The prosecution also argued that a 911 call Pring-Wilson made to the police immediately after the incident—where he claimed he was “just a fucking bystander”—showed that he kept describing the incident differently.

The defense had attempted to suppress Pring-Wilson’s 911 call to the police last May, but a judge denied the motion.

According to Lynch, Pring-Wilson told the police over the phone that he had witnessed a stabbing, and had attempted to “be a big guy” and intervene.

Once police arrived on the scene, Lynch said the defendant told police no stabbing had occurred and that the victim and perpetrator had fled in the same direction.

Though the prosecution portrayed Pring-Wilson as the aggressor, the defense criticized Colono’s own character.

“You will learn that the 18-year-old had a blood alcohol level of .08,” said Levinson. “Michael was on probation—the drinking, as I have said, is a violation of his probation,” he added later.

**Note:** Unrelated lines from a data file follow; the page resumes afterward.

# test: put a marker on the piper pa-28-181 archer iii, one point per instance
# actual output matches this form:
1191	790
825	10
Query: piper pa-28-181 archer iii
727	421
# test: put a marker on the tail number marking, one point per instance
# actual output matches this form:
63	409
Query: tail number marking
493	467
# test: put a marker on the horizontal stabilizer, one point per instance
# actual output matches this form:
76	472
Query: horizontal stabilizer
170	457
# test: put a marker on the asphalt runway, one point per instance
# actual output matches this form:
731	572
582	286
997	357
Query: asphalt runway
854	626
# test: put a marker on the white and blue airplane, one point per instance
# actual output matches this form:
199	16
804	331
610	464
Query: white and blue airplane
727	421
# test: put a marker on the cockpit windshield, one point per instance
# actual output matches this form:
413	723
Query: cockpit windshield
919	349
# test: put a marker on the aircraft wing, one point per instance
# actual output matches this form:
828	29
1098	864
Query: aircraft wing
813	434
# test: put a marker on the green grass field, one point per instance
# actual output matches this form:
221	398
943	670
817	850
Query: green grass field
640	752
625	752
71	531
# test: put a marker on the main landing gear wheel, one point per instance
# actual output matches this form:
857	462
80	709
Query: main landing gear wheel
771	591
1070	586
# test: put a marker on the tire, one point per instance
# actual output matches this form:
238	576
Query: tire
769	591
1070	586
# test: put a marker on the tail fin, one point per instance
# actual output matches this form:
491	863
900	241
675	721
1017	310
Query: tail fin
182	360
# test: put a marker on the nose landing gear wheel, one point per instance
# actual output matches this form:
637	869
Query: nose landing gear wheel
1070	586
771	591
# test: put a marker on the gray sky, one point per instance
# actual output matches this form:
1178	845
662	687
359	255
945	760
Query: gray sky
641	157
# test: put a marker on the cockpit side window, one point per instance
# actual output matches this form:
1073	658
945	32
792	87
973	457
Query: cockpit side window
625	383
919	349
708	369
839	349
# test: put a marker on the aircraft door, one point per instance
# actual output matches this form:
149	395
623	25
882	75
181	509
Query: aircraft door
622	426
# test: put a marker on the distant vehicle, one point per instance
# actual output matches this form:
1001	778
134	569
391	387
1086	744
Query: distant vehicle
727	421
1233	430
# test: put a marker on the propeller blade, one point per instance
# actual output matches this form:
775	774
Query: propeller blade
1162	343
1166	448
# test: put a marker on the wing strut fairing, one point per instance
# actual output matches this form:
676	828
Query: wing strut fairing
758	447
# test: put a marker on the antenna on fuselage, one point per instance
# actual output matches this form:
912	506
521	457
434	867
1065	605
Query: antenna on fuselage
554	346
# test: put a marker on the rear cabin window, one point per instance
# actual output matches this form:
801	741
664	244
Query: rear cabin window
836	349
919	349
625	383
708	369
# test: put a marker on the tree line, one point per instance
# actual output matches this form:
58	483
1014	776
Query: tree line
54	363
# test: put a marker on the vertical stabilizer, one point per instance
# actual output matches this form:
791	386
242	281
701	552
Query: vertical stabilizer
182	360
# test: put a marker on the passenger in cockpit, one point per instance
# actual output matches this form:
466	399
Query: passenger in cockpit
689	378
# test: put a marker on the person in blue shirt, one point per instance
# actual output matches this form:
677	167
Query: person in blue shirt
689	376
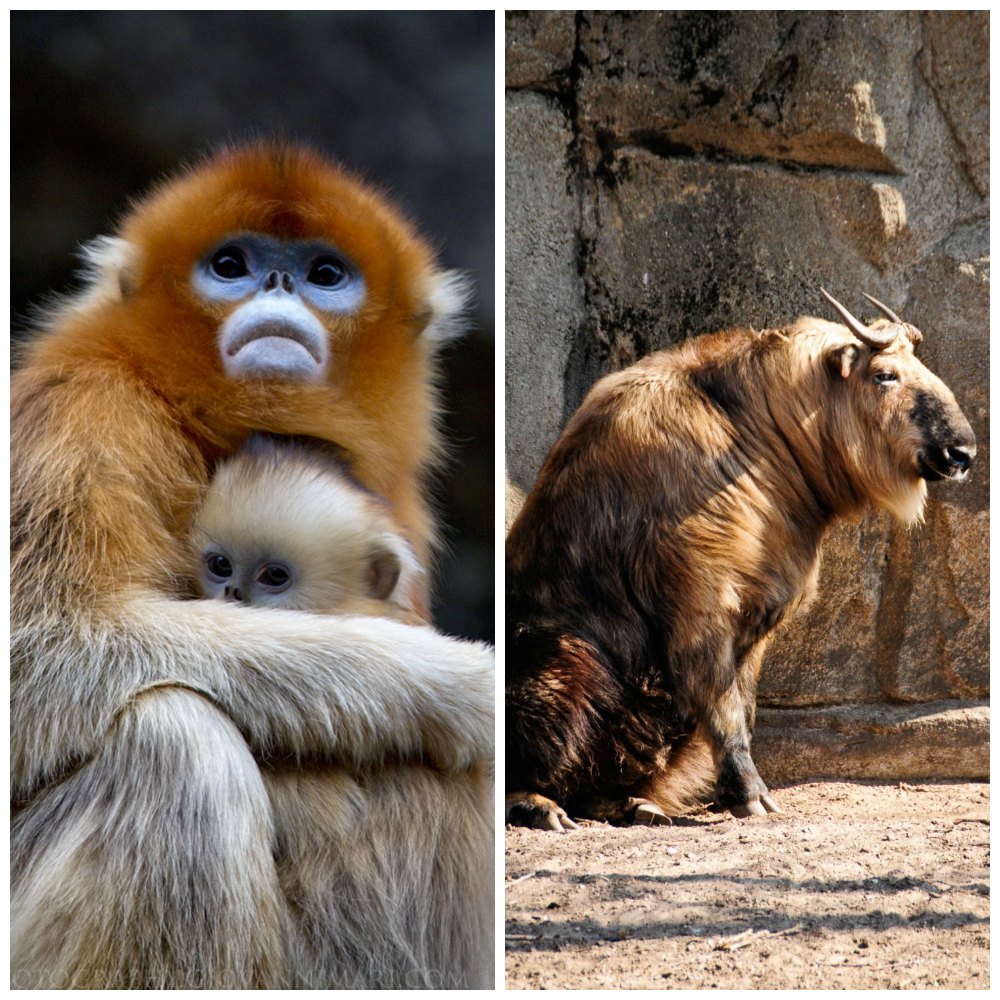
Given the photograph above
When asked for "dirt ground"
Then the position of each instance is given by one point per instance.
(852, 886)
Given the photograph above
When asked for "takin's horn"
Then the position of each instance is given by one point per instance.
(889, 314)
(866, 336)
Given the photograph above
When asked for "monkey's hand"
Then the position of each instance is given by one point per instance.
(296, 685)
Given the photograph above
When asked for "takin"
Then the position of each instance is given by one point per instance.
(675, 524)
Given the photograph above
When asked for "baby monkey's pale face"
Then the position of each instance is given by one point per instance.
(281, 531)
(259, 581)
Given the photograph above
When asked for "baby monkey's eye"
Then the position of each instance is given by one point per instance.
(273, 576)
(218, 566)
(230, 262)
(327, 272)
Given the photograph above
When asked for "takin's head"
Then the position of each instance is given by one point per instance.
(898, 426)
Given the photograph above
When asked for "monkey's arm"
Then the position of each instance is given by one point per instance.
(100, 506)
(358, 689)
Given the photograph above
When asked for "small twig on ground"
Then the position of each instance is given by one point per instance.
(521, 878)
(748, 937)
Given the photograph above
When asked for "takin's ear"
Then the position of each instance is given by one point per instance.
(446, 305)
(842, 360)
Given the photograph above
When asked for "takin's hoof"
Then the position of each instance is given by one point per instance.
(536, 812)
(755, 807)
(646, 813)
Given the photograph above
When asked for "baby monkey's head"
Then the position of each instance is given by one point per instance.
(284, 525)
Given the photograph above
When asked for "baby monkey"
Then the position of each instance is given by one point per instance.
(284, 525)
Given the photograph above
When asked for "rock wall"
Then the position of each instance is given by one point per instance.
(671, 173)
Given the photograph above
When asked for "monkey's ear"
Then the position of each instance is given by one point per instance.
(383, 574)
(445, 313)
(111, 265)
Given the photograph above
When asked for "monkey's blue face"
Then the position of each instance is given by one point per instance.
(281, 291)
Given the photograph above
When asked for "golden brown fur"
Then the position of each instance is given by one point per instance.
(676, 522)
(143, 838)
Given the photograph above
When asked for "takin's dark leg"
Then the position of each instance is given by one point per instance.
(536, 811)
(559, 697)
(719, 695)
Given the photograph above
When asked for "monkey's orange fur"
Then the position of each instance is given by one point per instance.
(143, 835)
(378, 401)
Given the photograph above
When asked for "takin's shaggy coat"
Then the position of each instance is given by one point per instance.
(675, 524)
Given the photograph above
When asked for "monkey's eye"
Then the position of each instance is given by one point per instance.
(273, 576)
(327, 272)
(230, 263)
(218, 566)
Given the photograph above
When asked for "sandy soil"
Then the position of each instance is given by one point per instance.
(852, 886)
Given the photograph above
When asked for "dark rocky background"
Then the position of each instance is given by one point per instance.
(105, 102)
(672, 173)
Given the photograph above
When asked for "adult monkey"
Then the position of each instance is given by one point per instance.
(264, 291)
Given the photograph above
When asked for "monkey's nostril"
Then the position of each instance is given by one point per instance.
(959, 457)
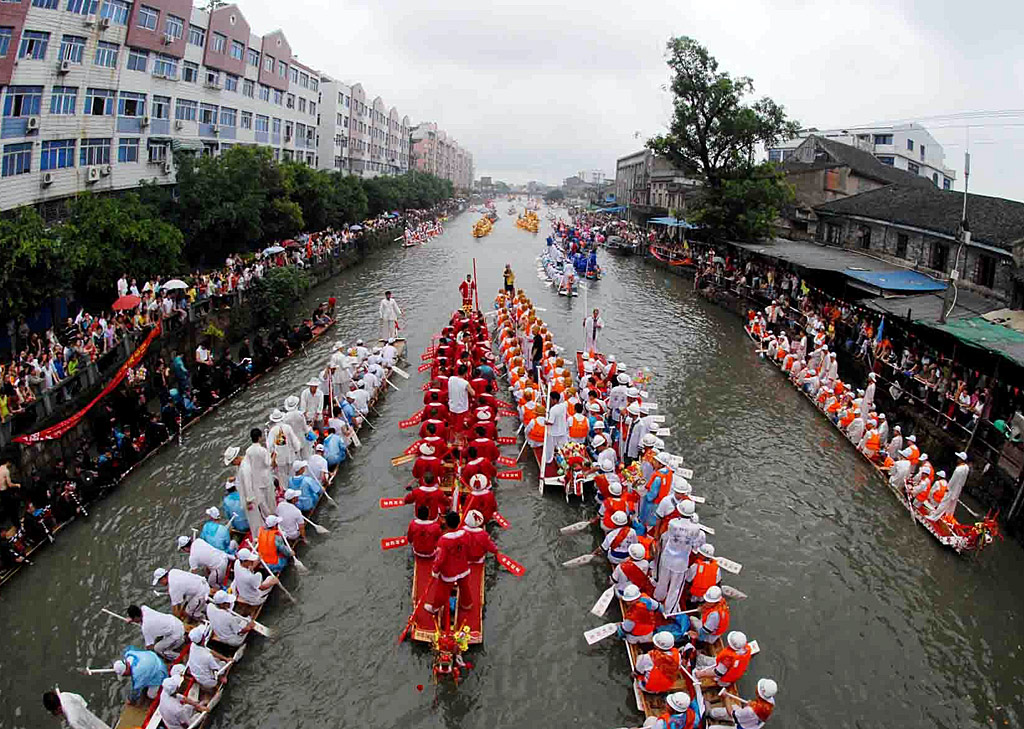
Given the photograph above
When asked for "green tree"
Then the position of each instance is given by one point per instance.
(715, 134)
(104, 237)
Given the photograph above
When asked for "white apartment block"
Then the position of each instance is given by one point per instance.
(906, 146)
(96, 94)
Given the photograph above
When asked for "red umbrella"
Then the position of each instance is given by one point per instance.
(126, 302)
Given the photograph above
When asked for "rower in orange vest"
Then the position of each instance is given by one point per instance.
(731, 662)
(753, 714)
(658, 670)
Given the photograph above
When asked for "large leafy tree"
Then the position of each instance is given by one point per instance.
(715, 133)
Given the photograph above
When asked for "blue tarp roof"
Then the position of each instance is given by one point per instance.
(672, 222)
(904, 282)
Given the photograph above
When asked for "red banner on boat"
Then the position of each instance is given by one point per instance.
(510, 564)
(393, 542)
(55, 431)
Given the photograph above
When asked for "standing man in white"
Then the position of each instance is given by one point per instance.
(389, 313)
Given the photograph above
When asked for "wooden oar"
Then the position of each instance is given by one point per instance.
(579, 526)
(320, 529)
(601, 606)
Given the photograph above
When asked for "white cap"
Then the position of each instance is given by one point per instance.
(767, 688)
(736, 640)
(678, 701)
(230, 453)
(664, 640)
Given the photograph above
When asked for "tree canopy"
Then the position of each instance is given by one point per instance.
(715, 134)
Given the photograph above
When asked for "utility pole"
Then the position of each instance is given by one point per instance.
(949, 298)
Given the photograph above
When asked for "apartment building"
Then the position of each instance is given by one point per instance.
(434, 152)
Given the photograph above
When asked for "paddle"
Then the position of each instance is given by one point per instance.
(320, 529)
(601, 606)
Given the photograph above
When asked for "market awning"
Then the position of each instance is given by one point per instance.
(981, 333)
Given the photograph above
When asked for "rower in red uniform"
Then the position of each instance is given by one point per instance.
(451, 567)
(428, 495)
(481, 498)
(427, 462)
(479, 541)
(423, 533)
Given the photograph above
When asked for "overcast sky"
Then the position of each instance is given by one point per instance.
(543, 90)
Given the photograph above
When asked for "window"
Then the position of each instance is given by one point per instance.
(157, 151)
(940, 256)
(94, 152)
(161, 108)
(128, 149)
(207, 114)
(197, 36)
(107, 54)
(83, 7)
(147, 17)
(33, 45)
(72, 48)
(185, 111)
(23, 101)
(117, 10)
(984, 270)
(16, 159)
(131, 104)
(64, 100)
(57, 155)
(137, 59)
(175, 28)
(165, 66)
(98, 102)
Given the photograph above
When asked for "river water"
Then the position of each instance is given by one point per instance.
(862, 618)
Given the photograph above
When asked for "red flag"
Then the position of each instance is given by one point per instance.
(393, 542)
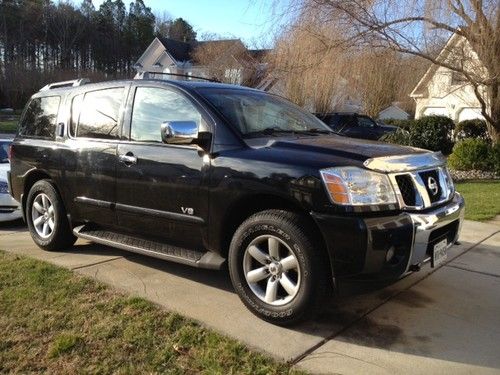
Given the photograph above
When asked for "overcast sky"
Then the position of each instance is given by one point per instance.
(252, 21)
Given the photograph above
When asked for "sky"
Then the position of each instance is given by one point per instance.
(255, 22)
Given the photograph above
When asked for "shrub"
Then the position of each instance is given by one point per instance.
(400, 137)
(473, 153)
(404, 124)
(433, 133)
(471, 129)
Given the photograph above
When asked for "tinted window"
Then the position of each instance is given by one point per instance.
(99, 119)
(365, 122)
(153, 106)
(4, 147)
(76, 107)
(39, 119)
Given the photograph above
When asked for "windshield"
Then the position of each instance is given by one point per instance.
(255, 113)
(4, 148)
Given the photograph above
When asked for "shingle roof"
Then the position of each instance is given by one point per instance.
(180, 51)
(183, 51)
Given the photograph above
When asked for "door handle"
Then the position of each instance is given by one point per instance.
(128, 159)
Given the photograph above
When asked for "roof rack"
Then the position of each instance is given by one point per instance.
(71, 83)
(147, 75)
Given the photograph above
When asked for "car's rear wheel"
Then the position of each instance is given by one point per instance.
(277, 267)
(46, 217)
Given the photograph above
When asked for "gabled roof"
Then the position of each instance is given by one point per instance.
(183, 51)
(394, 107)
(422, 84)
(180, 51)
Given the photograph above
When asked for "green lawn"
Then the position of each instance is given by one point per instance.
(482, 199)
(52, 320)
(8, 126)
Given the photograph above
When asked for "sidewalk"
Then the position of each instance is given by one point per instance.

Levinson mentioned that Colono’s cousin Rodriguez had slapped his girlfriend Giselle Abreu in a physical fight earlier that night. Both Abreu and Rodriguez witnessed the stabbing.

The defense portrayed the defendant—a student at the Davis Center for Russian and Eurasian Studies at the time of his arrest—as a classy, peaceable man with no criminal history.

“He doesn’t fight—either drunk or sober,” Levinson said. “He plays by the rules. He was in the Harvard Masters’ Program. He speaks five languages. He is colorblind. He had a Spyderco knife. He always carried his Spyderco knife. It is a utility knife. He’s carried the knife since he was 10.”

TESTIMONY BEGINS

Witnesses who testified yesterday after nearly two hours of opening statements included Mary Kate McCartney, who spent time bar-hopping with Pring-Wilson prior to the stabbing, and Abreu.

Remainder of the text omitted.